Губарев смутно понял негодование близкой подруги, от которой скрыли такой важный факт личной жизни, как знакомство с мужчиной. Наверное, музейное «братство» предполагало полную открытость во всем. И каждое знакомство выносилось на всеообщее одобрение или порицание. А тут… все было втихаря. Шито-крыто. Было отчего прийти в ярость. Выскочить замуж, даже не согласовав это со своими «девочками»!

— Везучая она, Дина, — рука, стряхивавшая пепел в блюдце, дрогнула. — Повезло…

— Вы радовались за подругу…

Радовалась… — Фокина тряхнула головой. — Радовалась! Да она ни разу не приехала и не позвонила мне! Выбросила, как ненужную тряпку. А ведь мы были как сестры. «Верочка, Верочка!» Она ездила ко мне на дачу, приходила в гости. А что потом? Побоку!

Фокина помолчала.

— Она начала процветать. Пробилась наверх, туда. А ее подруга горбатилась здесь, в пыльном музее. Могла бы позвонить, приехать.
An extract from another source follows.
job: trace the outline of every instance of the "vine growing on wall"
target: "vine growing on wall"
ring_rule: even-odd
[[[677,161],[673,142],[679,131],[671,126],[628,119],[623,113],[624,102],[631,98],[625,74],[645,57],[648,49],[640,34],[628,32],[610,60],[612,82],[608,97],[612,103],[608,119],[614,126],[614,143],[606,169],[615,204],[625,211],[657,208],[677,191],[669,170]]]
Губарев чуть было не спросил: зачем? Но вовремя понял, что эта реплика вызовет новый всплеск негодования у бывшей подруги Дины Александровны.

— Так и жизнь проходит, — с тоской протянула Фокина. — Как пыльная трухлявая бумага. Рассыпается на глазах. Вот я — специалист по Китаю. Китайскому искусству эпохи империй Тан и Сун. Вы что-нибудь знаете об этом?

Губарев отрицательно покачал головой.

— А между прочим, это была эпоха необычайного взлета поэзии, литературы, изобразительного искусства. Китайский Ренессанс. Но кому это сейчас нужно? Никому…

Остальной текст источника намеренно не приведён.